Northallerton
Northallerton
A market town situated in North Yorkshire between the Yorkshire Dales and Moors, Northallerton was the county town of the North Riding. There was probably a Roman settlement here, for Roman artefacts have been found nearby, but the town itself was founded in the Saxon era, and later gained a royal charter as a market town.

History

The powerful Bishops of Durham held Northallerton from the early Norman period, and the Bishops made the town an important ecclesiastical administration centre. The bishops built a residence at Northallerton, taking advantage of the town's location on the main route between Durham and York.

In 1130 they erected a castle on the edge of town, near North Beck. The castle was razed by Henry II but rebuilt as a moated palace in 1199. The palace finally fell into ruin in the 17th century and the site is now used as a cemetery.

In 1138 the Battle of the Standard took place on nearby Cowton Moor, where an English army defeated Scots under David I.

Northallerton gained prosperity as a coaching waystation, and later, as a railway centre in the 1840s.

There are a number of historic inns surviving in the town centre, including the Fleece Inn, built on the site of a 14th-century friary. Parts of the Fleece date to the medieval period and the inn once welcomed Charles Dickens. Another historic inn is the Black Bull, on the High Street. The Bull was Northallerton's very first coaching inn and dates to the 17th century.

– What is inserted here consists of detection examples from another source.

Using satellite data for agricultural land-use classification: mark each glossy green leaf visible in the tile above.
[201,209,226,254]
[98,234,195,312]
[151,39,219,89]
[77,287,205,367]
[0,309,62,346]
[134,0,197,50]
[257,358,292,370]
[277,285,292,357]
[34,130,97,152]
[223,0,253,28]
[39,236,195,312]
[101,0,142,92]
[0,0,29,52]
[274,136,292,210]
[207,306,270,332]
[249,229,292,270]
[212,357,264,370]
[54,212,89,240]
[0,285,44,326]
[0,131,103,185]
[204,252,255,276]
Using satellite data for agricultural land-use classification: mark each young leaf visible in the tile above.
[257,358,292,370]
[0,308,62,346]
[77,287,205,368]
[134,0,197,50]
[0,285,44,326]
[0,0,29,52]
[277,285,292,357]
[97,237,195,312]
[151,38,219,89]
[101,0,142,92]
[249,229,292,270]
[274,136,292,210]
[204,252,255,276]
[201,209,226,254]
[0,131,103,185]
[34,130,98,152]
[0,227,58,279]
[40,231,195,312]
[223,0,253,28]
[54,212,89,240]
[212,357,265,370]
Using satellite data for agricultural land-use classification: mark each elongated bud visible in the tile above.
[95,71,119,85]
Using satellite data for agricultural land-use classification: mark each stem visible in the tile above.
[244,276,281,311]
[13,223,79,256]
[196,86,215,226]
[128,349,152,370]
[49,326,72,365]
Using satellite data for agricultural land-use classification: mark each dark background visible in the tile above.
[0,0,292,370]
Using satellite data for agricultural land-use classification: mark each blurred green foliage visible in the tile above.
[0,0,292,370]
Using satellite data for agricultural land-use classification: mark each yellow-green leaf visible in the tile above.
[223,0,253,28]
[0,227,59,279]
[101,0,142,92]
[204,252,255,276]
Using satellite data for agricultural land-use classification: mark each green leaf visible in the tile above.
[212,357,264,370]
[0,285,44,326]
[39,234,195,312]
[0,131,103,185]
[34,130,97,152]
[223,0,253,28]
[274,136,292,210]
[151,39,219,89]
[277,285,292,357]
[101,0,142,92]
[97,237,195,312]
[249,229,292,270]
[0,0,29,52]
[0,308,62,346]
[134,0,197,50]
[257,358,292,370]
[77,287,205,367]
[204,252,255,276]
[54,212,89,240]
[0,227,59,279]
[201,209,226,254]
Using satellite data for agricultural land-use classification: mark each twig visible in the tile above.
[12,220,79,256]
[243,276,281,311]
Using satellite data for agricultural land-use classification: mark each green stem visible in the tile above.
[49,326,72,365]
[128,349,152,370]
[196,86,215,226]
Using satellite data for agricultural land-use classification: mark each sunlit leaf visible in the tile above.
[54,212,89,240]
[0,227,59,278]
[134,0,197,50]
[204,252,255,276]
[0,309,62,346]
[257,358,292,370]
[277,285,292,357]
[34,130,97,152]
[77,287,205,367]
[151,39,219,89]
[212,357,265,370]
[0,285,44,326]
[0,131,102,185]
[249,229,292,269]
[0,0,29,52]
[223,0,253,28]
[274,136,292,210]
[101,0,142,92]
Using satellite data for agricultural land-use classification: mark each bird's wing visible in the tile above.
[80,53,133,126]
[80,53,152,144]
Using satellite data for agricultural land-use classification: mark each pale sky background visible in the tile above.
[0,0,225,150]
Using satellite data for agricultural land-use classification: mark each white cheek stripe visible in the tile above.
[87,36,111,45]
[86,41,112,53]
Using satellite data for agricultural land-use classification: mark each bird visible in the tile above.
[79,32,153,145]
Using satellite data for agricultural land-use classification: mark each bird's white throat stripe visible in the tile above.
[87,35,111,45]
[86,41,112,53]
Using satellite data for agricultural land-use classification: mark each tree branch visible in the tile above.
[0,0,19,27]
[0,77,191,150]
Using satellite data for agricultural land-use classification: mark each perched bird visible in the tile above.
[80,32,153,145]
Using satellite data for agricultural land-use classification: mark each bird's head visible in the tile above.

Even older is Porch House, opposite the church. Porch House was built in 1584 and is one of the oldest buildings in town. Charles I stayed here twice; once as a welcomed guest in 1641, and again as a prisoner in 1647.

All Saints church was begun around AD 1120, but it is just the latest in a line of churches on this spot dating back to the 7th century when St Paulinus of York built the first simple wooden church here. That wooden church was rebuilt in stone in AD 855, and fragments of stonework from the Saxon era church still survive.

Six miles away are the extensive ruins of the medieval Mount Grace Priory, the best-preserved example of a Carthusian monastery in Britain.